A: “ Some people have completely lost track of what health insurance is supposed to be. We're talking about somebody being able to get their broken arm fixed if they fall out of a tree. My blood pressure is still not perfect, but over the last two years I have stopped taking two different blood pressure medicines and am only taking half of a third. That is a health improvement but it doesn't necessarily show up in the study. My blood sugar is not perfect, but it's more consistently in the right zone. But according to the study, I haven't improved. Most of the people who are going to be on Medicaid are going to be working. What are you supposed to do if you're working at McDonald's 30 hours a week? You're working all the hours they give you. Why shouldn't they be able to go to the doctor? Why should they have to lose everything they own if they break their arm and have to go to the emergency room? Everybody can't go to college and get a good job. Somebody is always going to work in the nursing home. Somebody is always going to work part-time at JC Penney even though they want to work full time, because the store only wants them there on Saturday and Sunday. Those people need to make enough money to live on, they need to have enough food to eat and they need to be able to go to the doctor when they're sick.”  [Emphasis added by me in italics]

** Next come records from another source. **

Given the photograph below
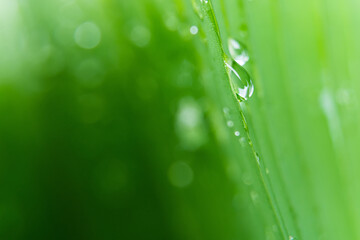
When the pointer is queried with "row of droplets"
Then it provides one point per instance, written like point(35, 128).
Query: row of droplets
point(240, 80)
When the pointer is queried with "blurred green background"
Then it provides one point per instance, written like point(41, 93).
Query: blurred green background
point(117, 120)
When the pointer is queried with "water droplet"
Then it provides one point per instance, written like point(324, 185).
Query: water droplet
point(238, 51)
point(180, 174)
point(87, 35)
point(230, 123)
point(226, 110)
point(242, 141)
point(171, 22)
point(194, 30)
point(197, 9)
point(257, 158)
point(190, 124)
point(240, 81)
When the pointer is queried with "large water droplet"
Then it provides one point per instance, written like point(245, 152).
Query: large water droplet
point(238, 51)
point(240, 81)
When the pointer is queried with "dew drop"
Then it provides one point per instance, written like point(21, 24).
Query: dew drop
point(230, 123)
point(197, 9)
point(240, 81)
point(194, 30)
point(257, 158)
point(238, 51)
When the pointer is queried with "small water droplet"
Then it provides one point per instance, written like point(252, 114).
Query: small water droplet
point(197, 9)
point(238, 51)
point(194, 30)
point(257, 158)
point(230, 123)
point(226, 110)
point(240, 81)
point(242, 141)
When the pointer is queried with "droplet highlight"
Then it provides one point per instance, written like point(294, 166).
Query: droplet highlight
point(240, 81)
point(238, 51)
point(194, 30)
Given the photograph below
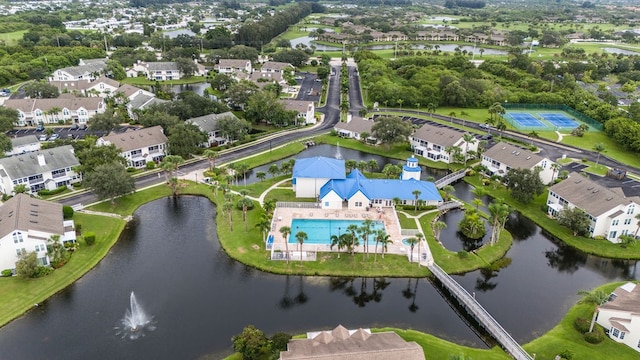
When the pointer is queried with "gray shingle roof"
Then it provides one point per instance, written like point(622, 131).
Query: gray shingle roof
point(209, 123)
point(162, 66)
point(588, 195)
point(361, 344)
point(23, 212)
point(513, 156)
point(24, 165)
point(136, 139)
point(438, 135)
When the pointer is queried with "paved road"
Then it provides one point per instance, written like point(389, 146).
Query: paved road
point(330, 110)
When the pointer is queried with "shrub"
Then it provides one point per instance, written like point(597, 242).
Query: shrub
point(67, 212)
point(52, 192)
point(566, 354)
point(90, 238)
point(582, 325)
point(596, 336)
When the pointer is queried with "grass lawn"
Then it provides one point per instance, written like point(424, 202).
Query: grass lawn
point(534, 212)
point(564, 336)
point(19, 295)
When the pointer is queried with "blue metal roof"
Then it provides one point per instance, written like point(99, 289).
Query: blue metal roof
point(381, 188)
point(319, 167)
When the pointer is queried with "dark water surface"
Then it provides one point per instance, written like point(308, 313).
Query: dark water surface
point(170, 256)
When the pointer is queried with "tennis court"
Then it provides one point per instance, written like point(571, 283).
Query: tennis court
point(526, 120)
point(559, 120)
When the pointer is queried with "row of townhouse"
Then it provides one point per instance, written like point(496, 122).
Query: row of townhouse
point(26, 224)
point(161, 70)
point(66, 107)
point(611, 212)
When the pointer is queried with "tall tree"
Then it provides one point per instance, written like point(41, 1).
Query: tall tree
point(391, 129)
point(185, 140)
point(109, 181)
point(524, 184)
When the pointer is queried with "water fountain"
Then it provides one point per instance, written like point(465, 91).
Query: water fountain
point(135, 321)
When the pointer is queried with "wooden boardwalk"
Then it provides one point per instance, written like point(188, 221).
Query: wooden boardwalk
point(440, 183)
point(480, 314)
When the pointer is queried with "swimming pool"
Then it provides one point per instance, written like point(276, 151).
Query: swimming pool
point(319, 231)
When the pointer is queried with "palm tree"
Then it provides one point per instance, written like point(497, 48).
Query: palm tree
point(264, 224)
point(285, 231)
point(419, 236)
point(599, 148)
point(468, 139)
point(555, 167)
point(211, 155)
point(301, 236)
point(228, 208)
point(243, 168)
point(171, 163)
point(416, 194)
point(412, 242)
point(499, 213)
point(438, 226)
point(381, 237)
point(352, 230)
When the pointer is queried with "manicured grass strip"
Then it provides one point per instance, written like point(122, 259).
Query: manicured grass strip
point(435, 348)
point(19, 295)
point(534, 211)
point(565, 337)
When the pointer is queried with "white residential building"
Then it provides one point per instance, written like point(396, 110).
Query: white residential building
point(67, 108)
point(26, 224)
point(24, 144)
point(86, 70)
point(620, 315)
point(138, 146)
point(432, 142)
point(502, 157)
point(43, 169)
point(611, 213)
point(231, 66)
point(305, 109)
point(208, 124)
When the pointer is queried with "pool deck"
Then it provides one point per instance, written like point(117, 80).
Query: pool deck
point(283, 216)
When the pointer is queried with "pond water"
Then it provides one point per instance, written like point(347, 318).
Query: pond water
point(170, 256)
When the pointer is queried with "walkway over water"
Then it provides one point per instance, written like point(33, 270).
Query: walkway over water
point(479, 313)
point(442, 182)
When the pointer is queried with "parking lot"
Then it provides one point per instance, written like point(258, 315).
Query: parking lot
point(60, 132)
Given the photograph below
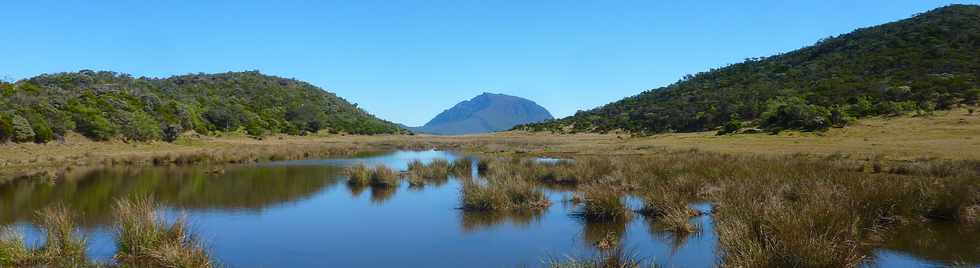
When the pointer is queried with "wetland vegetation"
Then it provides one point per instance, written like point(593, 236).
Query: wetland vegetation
point(765, 211)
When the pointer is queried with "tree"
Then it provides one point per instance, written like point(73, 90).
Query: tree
point(22, 129)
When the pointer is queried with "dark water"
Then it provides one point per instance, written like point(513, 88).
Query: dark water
point(303, 214)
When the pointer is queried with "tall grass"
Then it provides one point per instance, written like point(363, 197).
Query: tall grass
point(599, 203)
point(145, 240)
point(502, 194)
point(617, 258)
point(771, 210)
point(379, 176)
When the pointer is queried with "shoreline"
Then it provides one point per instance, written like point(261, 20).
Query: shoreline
point(950, 135)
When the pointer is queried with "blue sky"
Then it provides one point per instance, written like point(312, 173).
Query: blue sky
point(406, 61)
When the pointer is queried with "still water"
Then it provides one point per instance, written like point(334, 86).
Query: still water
point(304, 214)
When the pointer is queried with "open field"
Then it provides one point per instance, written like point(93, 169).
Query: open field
point(952, 135)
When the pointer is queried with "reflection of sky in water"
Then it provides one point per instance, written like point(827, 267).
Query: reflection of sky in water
point(413, 228)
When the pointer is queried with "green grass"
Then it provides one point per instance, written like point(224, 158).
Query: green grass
point(502, 194)
point(599, 203)
point(145, 240)
point(379, 176)
point(142, 240)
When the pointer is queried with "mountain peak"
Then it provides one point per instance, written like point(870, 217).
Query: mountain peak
point(487, 112)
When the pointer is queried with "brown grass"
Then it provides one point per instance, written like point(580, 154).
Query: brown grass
point(145, 240)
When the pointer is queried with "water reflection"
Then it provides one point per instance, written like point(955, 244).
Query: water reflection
point(238, 188)
point(474, 221)
point(930, 244)
point(304, 214)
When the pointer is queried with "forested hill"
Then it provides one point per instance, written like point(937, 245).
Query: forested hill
point(107, 105)
point(928, 62)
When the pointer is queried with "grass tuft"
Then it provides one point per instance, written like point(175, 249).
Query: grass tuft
point(145, 240)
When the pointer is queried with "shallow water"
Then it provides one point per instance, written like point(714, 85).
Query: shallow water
point(304, 214)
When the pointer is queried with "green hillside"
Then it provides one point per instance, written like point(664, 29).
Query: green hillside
point(921, 64)
point(107, 105)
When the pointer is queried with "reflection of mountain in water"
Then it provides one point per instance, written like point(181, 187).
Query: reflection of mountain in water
point(93, 193)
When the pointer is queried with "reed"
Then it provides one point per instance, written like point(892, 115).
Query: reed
point(599, 203)
point(145, 240)
point(502, 194)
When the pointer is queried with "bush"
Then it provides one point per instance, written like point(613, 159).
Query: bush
point(6, 128)
point(142, 127)
point(91, 123)
point(731, 127)
point(171, 132)
point(22, 129)
point(794, 113)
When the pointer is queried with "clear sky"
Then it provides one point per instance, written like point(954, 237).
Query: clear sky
point(406, 61)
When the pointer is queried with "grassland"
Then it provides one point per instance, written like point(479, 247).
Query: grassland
point(794, 199)
point(143, 239)
point(953, 135)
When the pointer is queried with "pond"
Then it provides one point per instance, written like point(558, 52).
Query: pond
point(303, 214)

So yes,  I admit that I feel that it is a great moral imperative to extend coverage to people like this woman.  Medicaid is by no means perfect, but expanding it to her and others who are “working at McDonald's 30 hours a week” will give them financial protection.  Why shouldn’t they be able to go to the doctor?  Why should they have to lose everything if they break their arm and have to go to the emergency room?  Why shouldn’t they have enough money to live on, enough food to eat, and be able to go to the doctor when they get sick. Why shouldn’t they be able to feel like they are just part of regular life—like you and me who are fortunate to have health insurance for ourselves and our families?

So if you really feel that this woman, and the millions like her, don’t need health insurance, how about canceling your own insurance (and your family coverage, to boot) and see what it is like to depend on free clinics for your medical care?  And to make it a truly comparable experience, try to go without health insurance while living on a  minimum wage. 

If you aren’t willing to make the choice of going uninsured for you and your family members, then is it too much to ask that you support extending health insurance coverage to everyone, and especially, the poor and near poor? (And if you don’t like Medicaid and ObamaCare, explain how else you would make coverage available to everyone?).  If having health insurance matters to you, it matters to them, it matters to everyone, it is the right policy to pursue, and yes, it is a great moral imperative that we try.

Today’s question: If you oppose expanding health insurance coverage to everyone because health insurance “doesn’t matter” or it is too expensive, would you give up your own health insurance?  Why or why not?